The future is in South Sudan.

August 19, 2010

In the intestines we will have a giant water slide, and soda will come out of all the drinking fountains.

A) Name the newest country.

1. America

2. South Osseia

3. South Sudan

4. South America

The answer, of course, is relative. Should we consider South America a “real country,” when all of its citizens are mexicans? I don’t consider mexicans unique enough for them to have their own country.

South Sudan, on the other hand. Now that is a country that knows how to think outside the box. For example: All of their capital cities are going to look like animals. I can see many advantages to this.

However, not everyone else can. For example, near-sided aid workers. Like Nora Petty, who’s quoted by the Associated Press saying: “It doesn’t seem like the (Government of Southern Sudan) should be using its resources or staff time when the people of Southern Sudan lack basic services like health care and water.” No wonder she’s called “petty.”

You know who else lacks “basic services like health care”? Literally millions of Americans.
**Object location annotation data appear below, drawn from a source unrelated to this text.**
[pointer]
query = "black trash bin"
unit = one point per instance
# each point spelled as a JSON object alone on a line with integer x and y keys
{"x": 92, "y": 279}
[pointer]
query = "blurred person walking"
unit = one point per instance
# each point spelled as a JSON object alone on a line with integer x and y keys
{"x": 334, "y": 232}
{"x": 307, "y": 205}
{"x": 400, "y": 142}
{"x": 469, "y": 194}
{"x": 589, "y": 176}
Me, for example. I don’t know that I would call it a “basic service.”

And besides, we squander too much money in Africa. Doesn’t it all go to tyrants, and warlords, and rapists? At least now we can see where are money is going, and whether or not it’s spent efficiently. Like literally, you can just look it up on Google Earth. If there is a city that looks like a Rhinoceros, then good job!

Plus it makes for some interesting urban planning. Who, for example, will be forced to live in the ass? Will there be prostitutes in the crotch region? Scientists in the brain?

Another big plus: this whole dealo will only cost $10 billion dollars. So basically, for the money we spent on the stimulus we could have had a veritable zoo of animal-shaped cities. Nice going, Obama (note sarcasm).

So good job, South Sudan. Not even a country yet, and you’re already “trending” on Yahoo!